Advanced Topics

6.1 NP-Completeness

6.1.1 P, NP, and NP-Completeness

P: The class of decision problems solvable in polynomial time by a deterministic Turing machine.

NP: The class of decision problems solvable in polynomial time by a non-deterministic Turing Machine. Equivalently, problems whose “yes” instances have polynomial-time verifiable certificates.

NP-hard: A problem $A$ is NP-hard if every problem in NP can be reduced to $A$ in polynomial Time.

NP-complete: A problem is NP-complete if it is in NP and NP-hard.

Theorem 6.1. If any NP-complete problem is in P, then P = NP.

6.1.2 Polynomial-Time Reductions

A polynomial-time reduction from problem $A$ to problem $B$ is a polynomial-time algorithm that Transforms instances of $A$ into instances of $B$ Preserving the answer.

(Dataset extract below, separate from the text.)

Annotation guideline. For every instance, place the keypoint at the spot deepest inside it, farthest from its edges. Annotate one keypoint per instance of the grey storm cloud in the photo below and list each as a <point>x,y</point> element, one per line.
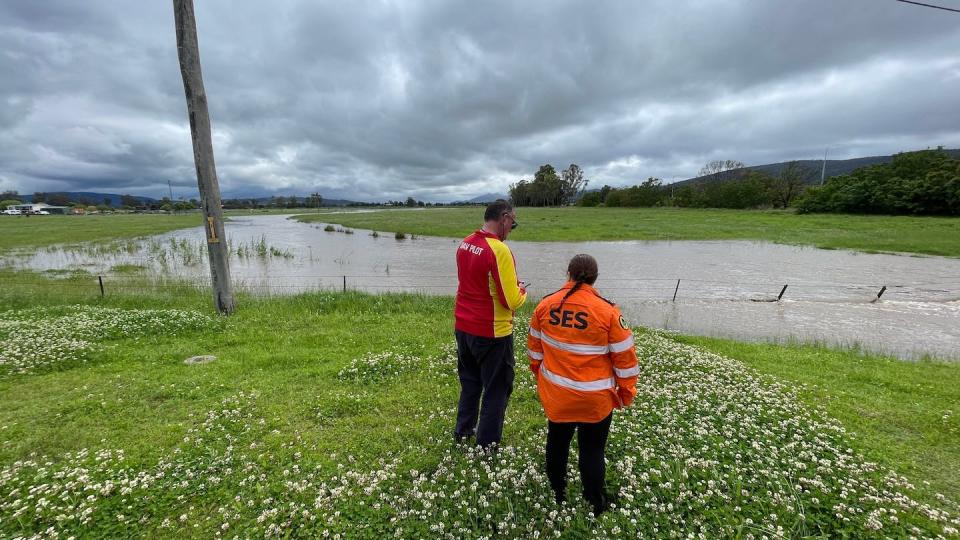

Lemma 6.1. If $A \leq_p B$ and $B \in P$ Then $A \in P$ .

Lemma 6.2. If $A \leq_p B$ and $A$ is NP-hard, then $B$ is NP-hard.

6.1.3 The Cook-Levin Theorem

Theorem 6.2 (Cook-Levin, 1971). SAT is NP-complete.

Proof sketch. We show that every problem in NP reduces to SAT. Let $L \in \mathrm{NP}$ . There exists a polynomial-time non-deterministic Turing machine $M$ that decides $L$ Running in time $p(n)$ on inputs of length $n$ . For an input $x$ We construct a Boolean formula $\phi_x$ that is satisfiable if and only if $M$ accepts $x$ .

The formula encodes:

Tableau variables: $T[i, j, \sigma] = 1$ iff cell $(i, j)$ of the computation tableau contains symbol $\sigma$ . The tableau has $p(n) + 1$ rows and $p(n)$ columns.
Initial configuration: Row 0 encodes the initial state of $M$ on input $x$ .
Transition constraints: Each $2 \times 3$ window of the tableau corresponds to a valid transition of $M$ .
Accepting configuration: Some cell in the last row contains the accept state.

Each of these constraints can be expressed as a polynomial-size CNF formula. The total formula $\phi_x$ has size polynomial in $n$ and is satisfiable iff $M$ accepts $x$ . $\blacksquare$

6.1.4 Classic NP-Complete Problems

SAT. Given a Boolean formula in CNF, is there a satisfying assignment?

3-SAT. SAT restricted to clauses with exactly 3 literals.

Vertex Cover. Given a graph $G = (V, E)$ and integer $k$ Is there a vertex cover of size $\leq k$ ?

Travelling Salesman Problem (decision version). Given a weighted graph and bound $B$ Is there a Tour of total weight $\leq B$ ?

Subset Sum. Given a set of integers and a target $T$ Is there a subset summing to $T$ ?

Clique. Given a graph $G$ and integer $k$ Does $G$ contain a clique of size $k$ ?

6.1.5 Proof Strategy for NP-Completeness

To prove a problem $B$ is NP-complete:

Show $B \in \mathrm{NP}$ (polynomial-time verifiable certificate).
Show a known NP-complete problem $A$ reduces to $B$ : $A \leq_p B$ .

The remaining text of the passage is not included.